On top of that, it's a lot easier for them to discharge any student who may be a pain in the dupa. And most of them, at least here in Michigan, do not have special education departments because they're costly to staff & maintain.
 

JustGeorge

Not As Much Fun As I Look
Staff member
Premium Member
The unfortunate reality is that both homeschooling and parochial & charter schools can feed racism, religious bigotry, and have serious consequences for the student and for society as a whole.

I think this is unfair.

And honestly, I'm tired of all homeschoolers being lumped in with fundamentalist right wing Christians. While I understand that some homeschoolers out there fit this bill, enough don't, and enough to deserve some kind of acknowledgement.

In our area, there's a Christian homeschool group. But there's also a secular homeschool co-op that wants nothing to do with religious matters.

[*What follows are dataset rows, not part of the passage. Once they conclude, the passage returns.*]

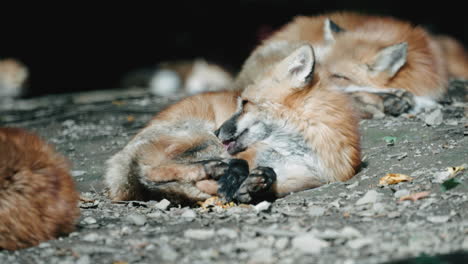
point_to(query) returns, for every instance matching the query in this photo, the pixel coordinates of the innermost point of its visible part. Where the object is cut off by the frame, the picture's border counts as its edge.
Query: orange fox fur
(178, 154)
(349, 56)
(38, 200)
(431, 59)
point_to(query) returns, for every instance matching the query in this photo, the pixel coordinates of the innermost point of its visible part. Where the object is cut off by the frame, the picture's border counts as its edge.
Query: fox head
(365, 57)
(259, 107)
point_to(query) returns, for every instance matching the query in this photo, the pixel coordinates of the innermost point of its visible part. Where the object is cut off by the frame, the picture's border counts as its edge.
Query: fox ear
(330, 28)
(298, 67)
(390, 59)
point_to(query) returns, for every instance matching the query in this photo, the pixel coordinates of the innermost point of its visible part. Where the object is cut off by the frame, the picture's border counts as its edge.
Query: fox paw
(257, 184)
(235, 175)
(397, 102)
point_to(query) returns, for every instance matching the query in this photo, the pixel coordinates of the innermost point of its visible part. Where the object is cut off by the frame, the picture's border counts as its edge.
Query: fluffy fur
(356, 50)
(38, 200)
(178, 154)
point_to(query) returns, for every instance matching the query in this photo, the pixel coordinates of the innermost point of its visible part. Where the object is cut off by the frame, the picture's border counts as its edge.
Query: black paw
(215, 169)
(398, 102)
(235, 175)
(258, 184)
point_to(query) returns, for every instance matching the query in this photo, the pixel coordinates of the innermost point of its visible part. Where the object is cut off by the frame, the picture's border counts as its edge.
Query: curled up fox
(38, 199)
(388, 65)
(283, 133)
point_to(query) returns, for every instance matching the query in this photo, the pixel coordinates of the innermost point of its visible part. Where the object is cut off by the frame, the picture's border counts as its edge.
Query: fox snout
(227, 134)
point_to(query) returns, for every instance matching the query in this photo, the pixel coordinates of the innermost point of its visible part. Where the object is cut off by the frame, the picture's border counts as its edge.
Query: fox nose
(217, 132)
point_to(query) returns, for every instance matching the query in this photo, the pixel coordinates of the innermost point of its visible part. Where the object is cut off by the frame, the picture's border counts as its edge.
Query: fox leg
(258, 185)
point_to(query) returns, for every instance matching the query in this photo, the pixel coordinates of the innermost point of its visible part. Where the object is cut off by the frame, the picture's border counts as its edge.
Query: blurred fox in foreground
(38, 200)
(387, 64)
(284, 133)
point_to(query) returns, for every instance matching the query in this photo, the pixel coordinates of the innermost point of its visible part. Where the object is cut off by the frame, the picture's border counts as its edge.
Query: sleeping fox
(382, 61)
(38, 200)
(285, 132)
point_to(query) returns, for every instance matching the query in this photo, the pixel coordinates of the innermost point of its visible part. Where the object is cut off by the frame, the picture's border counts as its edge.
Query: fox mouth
(233, 146)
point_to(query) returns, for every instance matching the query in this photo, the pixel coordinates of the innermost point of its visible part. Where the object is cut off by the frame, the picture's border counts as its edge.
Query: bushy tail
(38, 199)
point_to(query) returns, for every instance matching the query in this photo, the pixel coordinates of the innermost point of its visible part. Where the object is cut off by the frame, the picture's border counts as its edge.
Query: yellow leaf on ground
(394, 178)
(415, 196)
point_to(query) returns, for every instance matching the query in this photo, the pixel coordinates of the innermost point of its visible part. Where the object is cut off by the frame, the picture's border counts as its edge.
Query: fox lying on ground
(284, 133)
(381, 60)
(38, 200)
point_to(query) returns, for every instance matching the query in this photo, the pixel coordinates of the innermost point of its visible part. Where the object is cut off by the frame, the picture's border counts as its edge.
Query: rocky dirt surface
(358, 221)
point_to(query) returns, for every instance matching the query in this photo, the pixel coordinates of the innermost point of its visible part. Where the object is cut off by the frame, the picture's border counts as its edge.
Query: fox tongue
(229, 145)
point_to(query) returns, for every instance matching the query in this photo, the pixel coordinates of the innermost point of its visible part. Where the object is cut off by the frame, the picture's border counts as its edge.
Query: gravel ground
(358, 221)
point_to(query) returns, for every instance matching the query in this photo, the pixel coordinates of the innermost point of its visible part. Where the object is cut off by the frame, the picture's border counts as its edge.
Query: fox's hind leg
(258, 185)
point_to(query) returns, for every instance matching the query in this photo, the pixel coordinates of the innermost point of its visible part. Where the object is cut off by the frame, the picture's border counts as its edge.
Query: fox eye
(340, 77)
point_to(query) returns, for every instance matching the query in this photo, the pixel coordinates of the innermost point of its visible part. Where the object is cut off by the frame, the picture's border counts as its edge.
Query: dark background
(70, 47)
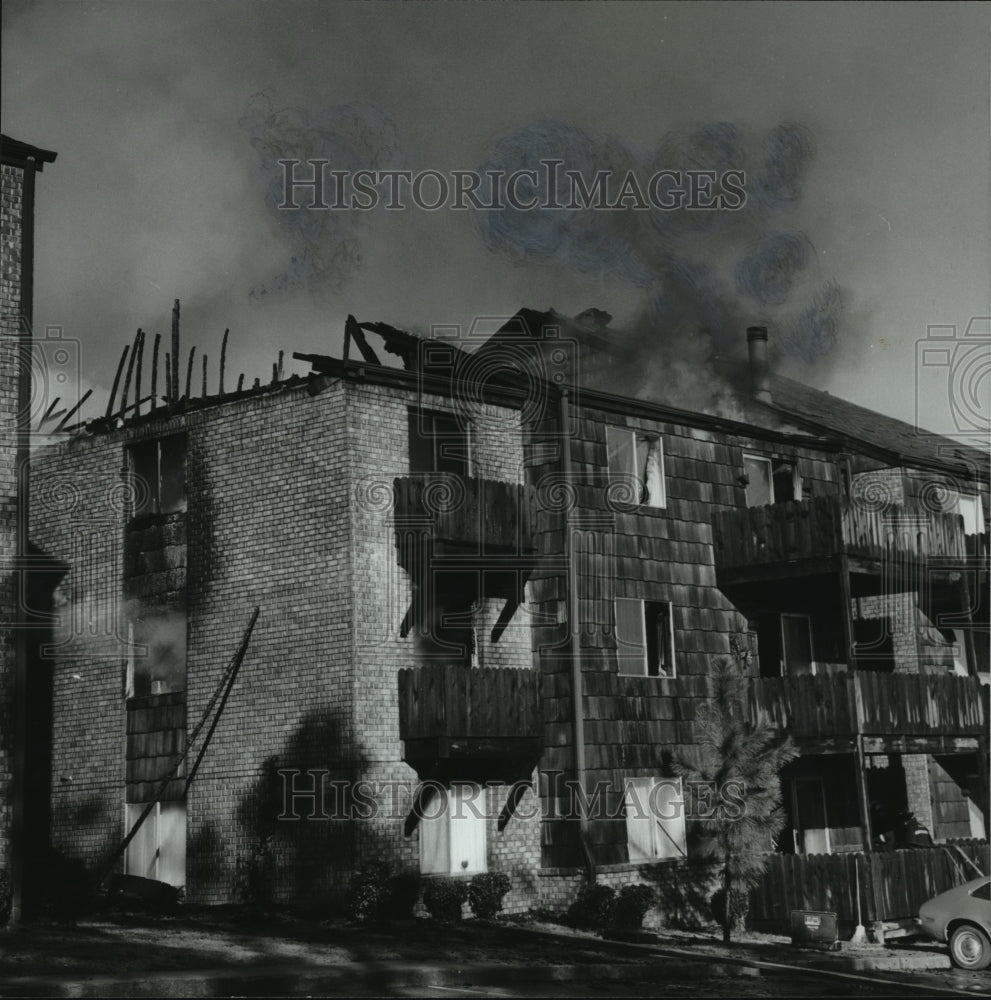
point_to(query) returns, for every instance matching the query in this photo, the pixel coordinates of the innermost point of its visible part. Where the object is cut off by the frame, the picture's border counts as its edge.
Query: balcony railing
(831, 706)
(477, 723)
(828, 526)
(481, 514)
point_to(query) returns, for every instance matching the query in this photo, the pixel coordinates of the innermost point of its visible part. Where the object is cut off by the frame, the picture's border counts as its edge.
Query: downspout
(574, 647)
(25, 337)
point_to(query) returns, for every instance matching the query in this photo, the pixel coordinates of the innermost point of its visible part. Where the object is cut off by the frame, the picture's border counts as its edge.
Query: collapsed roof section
(582, 353)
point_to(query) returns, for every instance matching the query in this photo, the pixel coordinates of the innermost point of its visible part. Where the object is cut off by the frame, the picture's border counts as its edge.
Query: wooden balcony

If I'm honest, my kid that is in public school picked up some racist thoughts... from school. And it wasn't lack of exposure; I might be in Iowa, but my city has a history of being home to people of all kinds. Unfortunately, exposure doesn't always mean kids get along well and he got bullied pretty bad at times, and picked out that his bullies often met a certain physical profile... It took a lot of convincing on our parts that he had been dealt a bad hand at school, and to show him all the people of different races we had positive relationships with in our family...
 

metis

aged ecumenical anthropologist
I think this is unfair.

And honestly, I'm tired of all homeschoolers being lumped in with fundamentalist right wing Christians. While I understand that some homeschoolers out there fit this bill, enough don't, and enough to deserve some kind of acknowledgement.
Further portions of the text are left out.